Alfonso González Jerez

En su maravilloso Manual del distraído Alejandro Rossi dedica un ensayo a Borges y cita, entre la oceánica bibliografía acerca del maestro argentino, un texto titulado Mi nota triste: dos minutos y veintiocho segundos con Jorge Luis Borges. Lo único que no perdono a Rossi es que no facilite el nombre del autor, además del título. Pues bien: yo tuve numerosos dos minutos y veintiocho segundos con Jerónimo Saavedra, acompañados de dos o tres conversaciones extensas tan gratas como absolutamente carentes de sentido.

Me cuesta muchísimo recordarlo, pero ya Jerónimo era Saavedra, es decir, el mito archipielágico Saavedra, el primer presidente de la autonomía que él contribuyó a articular, y el único que sabía alemán e italiano, el único que leía a Thomas Mann y a Rilke en los originales y que disfrutaba de las óperas de Wagner sin padecer escoliosis posteriormente, el único que podías ver, no sé, en una exposición de Martín Chirino. No creo que se repita. La cultura, entre los políticos, ya no tiene siquiera un valor ornamental. El mito Saavedra, además, también se abonó con burlas y desprecios. No merecen ser recordadas, pero algunos políticos, en esos denuestos repugnantes, se burlaban abiertamente de cualquier afición cultural como signo de debilidad, como una anomalía que –como la homosexualidad – merecía ser corregida. La política era cosa de machos: no sabían mucho de Historia. Ahora ni siquiera existe eso, la cultura, bah. Cuando ayer escuché varias veces, en los panegíricos cacareados por todos, que Saavedra era un hombre muy culto me maravillé porque cada uno de los políticos y políticas que lo proclaman reconocían implícitamente que ellos no lo eran. Un tipo que sabe idiomas, lee, es capaz de escuchar horas de música. En nuestro actual ecosistema político eso se aproxima a una bestia inconcebible, aterradora.

En el recuerdo estaba Jerónimo en la mesa de un hotel postinudo, sí, quizás por entonces ministro o quizás senador, Jerónimo siempre fue algo, siempre estuvo en alguna plateada hornacina, por las buenas o por las malas, por las mejores o por las peores, porque le gustaba seguir jugando al juego que más le gustaba, que no eran los sonetos ni las sinfonías, sino el poder y la información, la información del poder y el poder de la información, lo que no excluía, por supuesto, la chismografía.

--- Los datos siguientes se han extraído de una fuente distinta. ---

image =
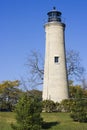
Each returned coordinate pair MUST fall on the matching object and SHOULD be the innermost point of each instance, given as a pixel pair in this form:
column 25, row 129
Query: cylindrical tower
column 55, row 85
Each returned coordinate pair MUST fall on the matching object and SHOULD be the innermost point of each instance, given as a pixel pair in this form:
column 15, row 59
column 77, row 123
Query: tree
column 36, row 67
column 28, row 112
column 9, row 95
column 79, row 110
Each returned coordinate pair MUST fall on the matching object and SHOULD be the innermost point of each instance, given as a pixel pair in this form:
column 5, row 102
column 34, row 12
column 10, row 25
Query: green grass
column 53, row 121
column 6, row 118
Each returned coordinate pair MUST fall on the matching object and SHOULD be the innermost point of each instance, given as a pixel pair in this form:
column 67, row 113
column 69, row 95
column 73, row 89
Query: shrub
column 28, row 112
column 79, row 110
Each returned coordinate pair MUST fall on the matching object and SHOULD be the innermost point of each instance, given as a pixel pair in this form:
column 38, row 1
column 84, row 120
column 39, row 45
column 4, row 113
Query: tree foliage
column 79, row 110
column 28, row 112
column 9, row 95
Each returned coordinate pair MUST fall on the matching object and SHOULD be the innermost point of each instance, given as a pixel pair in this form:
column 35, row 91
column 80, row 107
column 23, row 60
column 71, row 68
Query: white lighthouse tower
column 55, row 76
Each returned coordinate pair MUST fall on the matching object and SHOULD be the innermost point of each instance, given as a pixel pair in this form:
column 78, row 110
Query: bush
column 79, row 110
column 28, row 112
column 66, row 105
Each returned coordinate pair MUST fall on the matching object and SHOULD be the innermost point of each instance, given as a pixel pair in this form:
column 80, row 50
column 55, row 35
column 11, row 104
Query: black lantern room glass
column 54, row 15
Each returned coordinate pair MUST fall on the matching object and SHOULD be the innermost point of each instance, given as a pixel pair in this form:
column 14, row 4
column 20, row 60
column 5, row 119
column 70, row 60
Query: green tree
column 28, row 112
column 9, row 95
column 79, row 110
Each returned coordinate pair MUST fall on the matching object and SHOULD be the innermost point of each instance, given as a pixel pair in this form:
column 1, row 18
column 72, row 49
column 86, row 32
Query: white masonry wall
column 55, row 78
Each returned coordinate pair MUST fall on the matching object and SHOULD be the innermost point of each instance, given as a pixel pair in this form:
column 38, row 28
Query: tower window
column 56, row 59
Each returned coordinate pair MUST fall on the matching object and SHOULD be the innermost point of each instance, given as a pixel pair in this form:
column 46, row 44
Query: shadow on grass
column 47, row 125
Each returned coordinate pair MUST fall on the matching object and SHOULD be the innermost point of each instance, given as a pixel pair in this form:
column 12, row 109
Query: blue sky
column 22, row 30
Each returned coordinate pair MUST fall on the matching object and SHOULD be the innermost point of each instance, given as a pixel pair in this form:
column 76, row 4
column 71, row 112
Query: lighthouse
column 55, row 86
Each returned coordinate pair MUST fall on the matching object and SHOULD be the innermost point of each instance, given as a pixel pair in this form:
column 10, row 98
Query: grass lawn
column 54, row 121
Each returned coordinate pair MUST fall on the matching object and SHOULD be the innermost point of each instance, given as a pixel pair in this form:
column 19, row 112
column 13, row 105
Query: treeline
column 10, row 93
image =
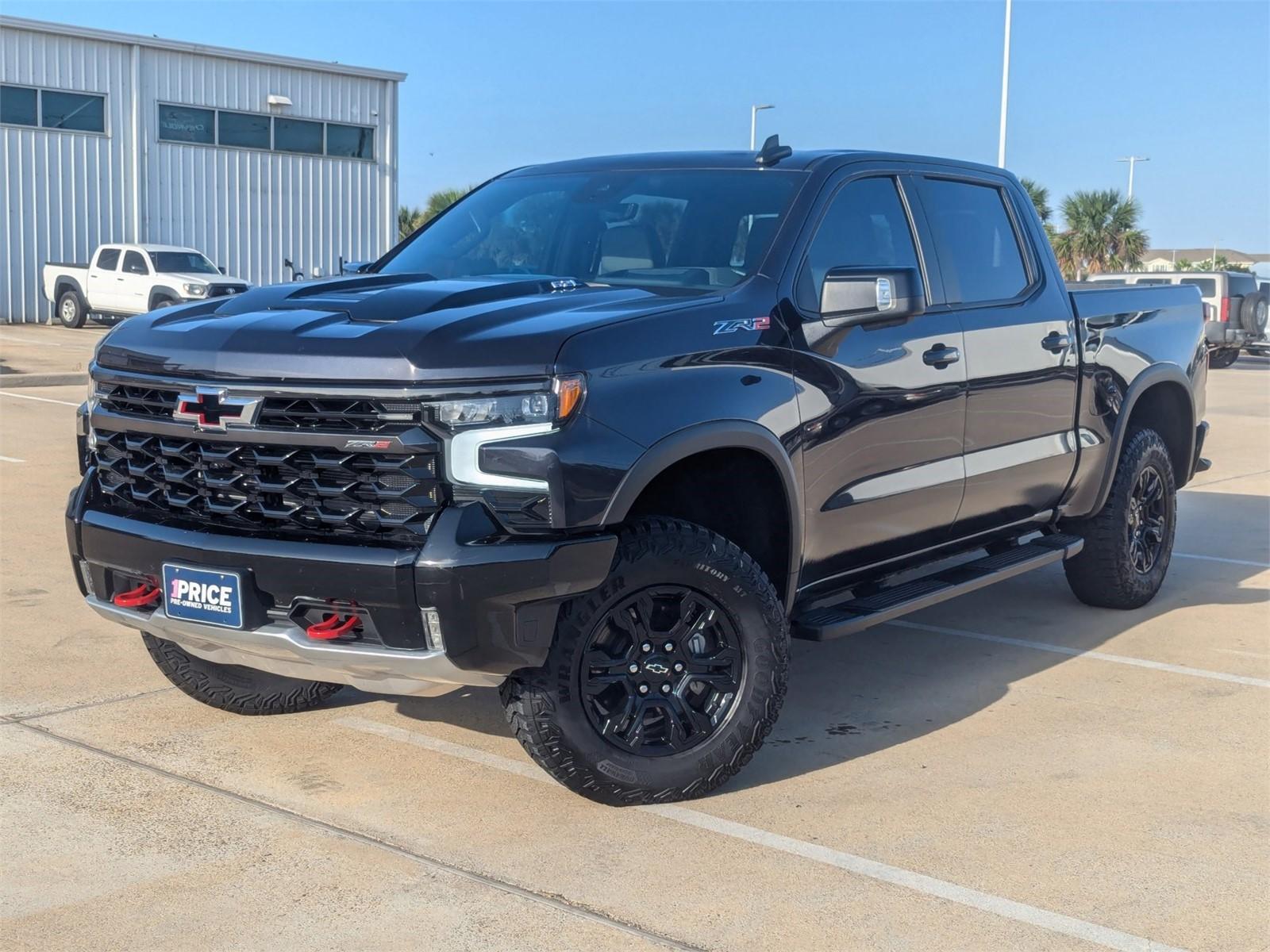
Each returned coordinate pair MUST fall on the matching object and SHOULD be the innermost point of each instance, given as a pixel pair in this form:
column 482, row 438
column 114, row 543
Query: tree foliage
column 412, row 219
column 1102, row 234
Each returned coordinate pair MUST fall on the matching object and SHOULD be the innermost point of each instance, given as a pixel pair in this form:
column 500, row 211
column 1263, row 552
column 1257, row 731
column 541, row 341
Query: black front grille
column 337, row 416
column 137, row 400
column 296, row 490
column 318, row 414
column 222, row 290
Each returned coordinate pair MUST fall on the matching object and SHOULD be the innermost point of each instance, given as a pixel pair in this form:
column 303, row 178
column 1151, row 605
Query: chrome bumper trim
column 279, row 647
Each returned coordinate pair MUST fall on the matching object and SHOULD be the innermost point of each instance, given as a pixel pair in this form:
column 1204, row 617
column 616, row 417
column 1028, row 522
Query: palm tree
column 1039, row 194
column 441, row 201
column 1102, row 234
column 410, row 220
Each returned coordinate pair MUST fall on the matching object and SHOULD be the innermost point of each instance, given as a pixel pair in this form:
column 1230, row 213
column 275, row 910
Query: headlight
column 554, row 406
column 475, row 422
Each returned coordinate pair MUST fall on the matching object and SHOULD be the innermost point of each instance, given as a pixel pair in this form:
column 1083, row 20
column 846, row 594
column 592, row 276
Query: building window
column 71, row 111
column 18, row 106
column 182, row 124
column 349, row 141
column 298, row 136
column 243, row 130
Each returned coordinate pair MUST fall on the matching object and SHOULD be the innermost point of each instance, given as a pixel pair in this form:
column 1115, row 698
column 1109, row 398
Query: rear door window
column 864, row 226
column 135, row 264
column 979, row 251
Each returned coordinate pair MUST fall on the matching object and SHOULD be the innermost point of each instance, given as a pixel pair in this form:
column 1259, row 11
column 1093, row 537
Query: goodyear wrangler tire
column 235, row 689
column 1128, row 543
column 664, row 682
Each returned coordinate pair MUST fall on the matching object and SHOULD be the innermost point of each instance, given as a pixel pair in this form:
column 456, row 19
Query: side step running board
column 860, row 613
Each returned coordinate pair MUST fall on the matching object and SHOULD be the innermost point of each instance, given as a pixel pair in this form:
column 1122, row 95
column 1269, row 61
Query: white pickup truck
column 126, row 279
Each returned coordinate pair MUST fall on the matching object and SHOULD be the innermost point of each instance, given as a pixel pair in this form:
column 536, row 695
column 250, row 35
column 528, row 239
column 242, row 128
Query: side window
column 865, row 226
column 979, row 254
column 135, row 264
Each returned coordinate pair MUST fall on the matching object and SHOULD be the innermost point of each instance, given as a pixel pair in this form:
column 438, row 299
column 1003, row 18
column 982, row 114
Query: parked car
column 606, row 433
column 126, row 279
column 1235, row 308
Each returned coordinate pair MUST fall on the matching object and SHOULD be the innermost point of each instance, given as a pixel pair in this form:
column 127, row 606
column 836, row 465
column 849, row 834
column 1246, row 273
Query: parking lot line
column 861, row 866
column 1217, row 559
column 346, row 833
column 42, row 400
column 1083, row 653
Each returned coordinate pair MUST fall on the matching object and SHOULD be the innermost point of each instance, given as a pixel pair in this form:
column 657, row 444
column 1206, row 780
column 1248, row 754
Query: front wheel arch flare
column 718, row 435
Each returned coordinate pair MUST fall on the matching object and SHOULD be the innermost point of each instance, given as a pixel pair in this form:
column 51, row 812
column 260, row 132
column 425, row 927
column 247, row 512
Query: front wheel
column 70, row 310
column 1128, row 543
column 664, row 682
column 1223, row 359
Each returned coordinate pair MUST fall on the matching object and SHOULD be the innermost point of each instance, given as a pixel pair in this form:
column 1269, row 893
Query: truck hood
column 387, row 329
column 200, row 278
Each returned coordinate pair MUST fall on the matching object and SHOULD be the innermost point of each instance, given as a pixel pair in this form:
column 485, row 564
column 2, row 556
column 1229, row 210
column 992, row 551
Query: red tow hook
column 143, row 594
column 332, row 628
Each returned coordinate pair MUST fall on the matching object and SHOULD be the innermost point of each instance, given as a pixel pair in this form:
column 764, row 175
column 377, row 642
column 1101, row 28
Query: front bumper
column 497, row 597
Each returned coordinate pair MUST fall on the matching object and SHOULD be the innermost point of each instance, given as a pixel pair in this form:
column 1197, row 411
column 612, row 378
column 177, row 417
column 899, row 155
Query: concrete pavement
column 1010, row 771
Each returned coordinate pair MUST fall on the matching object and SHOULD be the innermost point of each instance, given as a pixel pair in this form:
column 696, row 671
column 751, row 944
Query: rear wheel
column 70, row 310
column 234, row 689
column 664, row 682
column 1128, row 543
column 1223, row 359
column 1254, row 314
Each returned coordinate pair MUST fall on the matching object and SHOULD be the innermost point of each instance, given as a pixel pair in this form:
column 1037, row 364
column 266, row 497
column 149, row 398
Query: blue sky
column 497, row 86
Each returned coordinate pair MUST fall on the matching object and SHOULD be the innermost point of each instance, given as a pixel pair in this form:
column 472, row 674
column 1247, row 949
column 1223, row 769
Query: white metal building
column 252, row 159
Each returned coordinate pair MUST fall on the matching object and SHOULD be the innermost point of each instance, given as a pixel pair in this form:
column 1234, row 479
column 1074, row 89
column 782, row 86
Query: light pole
column 753, row 122
column 1005, row 90
column 1133, row 160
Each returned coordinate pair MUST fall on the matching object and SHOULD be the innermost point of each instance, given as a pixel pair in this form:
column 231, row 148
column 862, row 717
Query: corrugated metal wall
column 64, row 192
column 247, row 209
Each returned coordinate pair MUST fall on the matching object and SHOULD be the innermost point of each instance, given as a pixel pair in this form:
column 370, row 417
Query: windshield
column 690, row 228
column 182, row 263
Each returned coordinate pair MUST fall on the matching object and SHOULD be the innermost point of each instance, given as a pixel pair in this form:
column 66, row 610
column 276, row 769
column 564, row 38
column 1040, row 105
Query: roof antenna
column 772, row 152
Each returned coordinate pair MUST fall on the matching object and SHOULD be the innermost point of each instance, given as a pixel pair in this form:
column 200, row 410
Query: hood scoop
column 394, row 301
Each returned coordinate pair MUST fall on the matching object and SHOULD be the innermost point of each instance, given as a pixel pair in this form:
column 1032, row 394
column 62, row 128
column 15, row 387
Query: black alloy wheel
column 1147, row 514
column 660, row 670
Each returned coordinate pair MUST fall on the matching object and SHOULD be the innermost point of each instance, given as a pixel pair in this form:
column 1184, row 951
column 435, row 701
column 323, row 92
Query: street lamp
column 753, row 122
column 1133, row 160
column 1005, row 90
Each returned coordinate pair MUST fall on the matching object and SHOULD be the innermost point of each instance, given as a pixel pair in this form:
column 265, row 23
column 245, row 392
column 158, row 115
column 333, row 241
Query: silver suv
column 1235, row 308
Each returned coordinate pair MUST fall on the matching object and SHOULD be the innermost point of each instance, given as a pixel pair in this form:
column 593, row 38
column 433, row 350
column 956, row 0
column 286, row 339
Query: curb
column 10, row 381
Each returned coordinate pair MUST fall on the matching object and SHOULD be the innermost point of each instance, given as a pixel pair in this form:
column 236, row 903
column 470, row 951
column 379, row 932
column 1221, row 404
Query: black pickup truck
column 607, row 433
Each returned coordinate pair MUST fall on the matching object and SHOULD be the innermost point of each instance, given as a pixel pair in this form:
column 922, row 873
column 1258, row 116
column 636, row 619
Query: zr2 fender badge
column 743, row 324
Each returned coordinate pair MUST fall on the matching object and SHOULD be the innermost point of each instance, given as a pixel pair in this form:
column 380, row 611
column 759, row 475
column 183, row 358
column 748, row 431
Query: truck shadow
column 892, row 685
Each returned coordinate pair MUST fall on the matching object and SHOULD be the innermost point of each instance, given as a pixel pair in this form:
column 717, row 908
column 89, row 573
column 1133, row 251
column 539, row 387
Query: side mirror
column 867, row 295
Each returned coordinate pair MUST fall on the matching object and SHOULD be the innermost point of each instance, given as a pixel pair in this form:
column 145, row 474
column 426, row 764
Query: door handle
column 1056, row 342
column 940, row 357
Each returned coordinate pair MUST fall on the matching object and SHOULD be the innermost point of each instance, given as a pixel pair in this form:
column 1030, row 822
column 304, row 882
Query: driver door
column 883, row 423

Como la mayor parte de las personas inteligentes que he podido conocer, Saavedra adoraba la chismografía atenta y maliciosa y la cultivaba con fruición. Era un maestro del chisme destructivo y tenía una habilidad particular para describir satíricamente a cualquiera en pocas palabras, y muy especialmente, a sus compañeros de partido. No hablé en esa ocasión demasiado. Acompañaba a un compañero que se pudo hablar con Jerónimo ese lenguaje críptico que utilizan político y periodista para acordar crucificar a alguien sin mencionar siquiera su nombre. En un momento nado el senador o ministro o alcalde o diputado se me quedó mirando y me dijo:

-Tú eres un anarquista.

-¿Disculpe?

-Que eres un anarquista. Lo que te gusta no es hacer crítica, sino disparar en todas direcciones.

- Ah, entonces estamos ya todos en la mesa.

Se me quedó mirando con los ojos azul verdosos o quizás marrones. Era la mirada de quien, sin prescindir nunca de la sonrisa, no estaba acostumbrado a hacer prisioneros. Muchos años después, ya un anciano patriarcal, compañero y benévolo, tomó la costumbre de llamarme a primera hora de la noche: se mantenía lúcido y todavía leía con cierta avidez y atesoraba una memoria creativa: lo poco que no recordaba lo inventaba sin mayores problemas de conciencia. Le recordé esa acusación de anarquista y casi le escuché sonreír:

-Ya no tienes que preocuparte por eso. Ya eres mayor y todos terminando siendo anarquistas.